In the April draft bill, titled the ‘Consumer Cannabis Science Responsibility Ordinance’ (KCanWV), the Federal Ministry of Agriculture and Food (BLE) assigned itself as the responsible authority for permits, monitoring and implementing regulations.
Since cannabis is no longer classified as a narcotic following the passage of Pillar 1, the responsibility for overseeing cannabis model projects would shift from BfArM (the Federal Institute for Drugs and Medical Devices), which traditionally handles narcotics-related matters, to the BLE.
However, the BLE is still missing two permanent positions, which would enable it to actually start processing applications for these model projects.
German cannabis lawyer Kai-Friedrich Niermann suggested that ‘as soon as these positions have been created, the regulation should come into force.’
While it was initially planned that a separate secondary law would have to be implemented to launch Pillar 2, as Business of Cannabis reported in May, it was suggested that it may be regulated under the current CanG law’s research clause, meaning a separate law will not need to be passed to push it through.
This may no longer be the case, Mr Neirmann continued: “BMEL also does not assume that it is politically desirable to implement the model projects via this research clause. The research clause is intended for experiments with new varieties of industrial hemp, or as part of novel food procedures.

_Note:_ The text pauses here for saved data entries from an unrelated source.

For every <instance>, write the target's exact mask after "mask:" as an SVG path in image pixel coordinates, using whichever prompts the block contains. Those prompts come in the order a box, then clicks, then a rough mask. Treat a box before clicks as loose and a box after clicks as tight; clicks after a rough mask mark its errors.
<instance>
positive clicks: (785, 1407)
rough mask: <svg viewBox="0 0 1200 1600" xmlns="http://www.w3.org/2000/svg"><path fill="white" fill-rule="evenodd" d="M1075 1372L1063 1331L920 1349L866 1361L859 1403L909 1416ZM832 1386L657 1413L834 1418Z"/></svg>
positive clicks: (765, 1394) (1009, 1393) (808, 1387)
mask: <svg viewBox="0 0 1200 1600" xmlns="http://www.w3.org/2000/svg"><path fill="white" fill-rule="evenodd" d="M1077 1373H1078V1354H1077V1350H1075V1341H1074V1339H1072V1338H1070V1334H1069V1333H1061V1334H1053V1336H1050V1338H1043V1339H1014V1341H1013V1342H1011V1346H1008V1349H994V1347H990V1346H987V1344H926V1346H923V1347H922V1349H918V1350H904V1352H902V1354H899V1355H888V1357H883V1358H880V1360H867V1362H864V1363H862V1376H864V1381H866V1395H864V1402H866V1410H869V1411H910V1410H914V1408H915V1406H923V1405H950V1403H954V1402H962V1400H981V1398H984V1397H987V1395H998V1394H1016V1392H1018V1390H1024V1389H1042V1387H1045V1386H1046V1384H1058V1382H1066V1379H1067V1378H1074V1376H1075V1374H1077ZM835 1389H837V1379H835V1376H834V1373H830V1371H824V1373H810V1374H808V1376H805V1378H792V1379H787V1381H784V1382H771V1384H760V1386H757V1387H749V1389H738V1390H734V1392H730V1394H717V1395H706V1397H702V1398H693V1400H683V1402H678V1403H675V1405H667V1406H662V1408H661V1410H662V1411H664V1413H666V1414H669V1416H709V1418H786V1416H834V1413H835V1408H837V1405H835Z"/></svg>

“If each model region does its own project, and all with different rules, you will lose the overview. I assume that corresponding applications under § 2 Abs. 4 KCanG will not be approved. In order to be able to carry out legally secure model projects, further legal measures must be taken. This is necessary in order to ensure that consumers and commercial providers can act in accordance with the law within the framework of the KCanG without having to fear investigative measures.”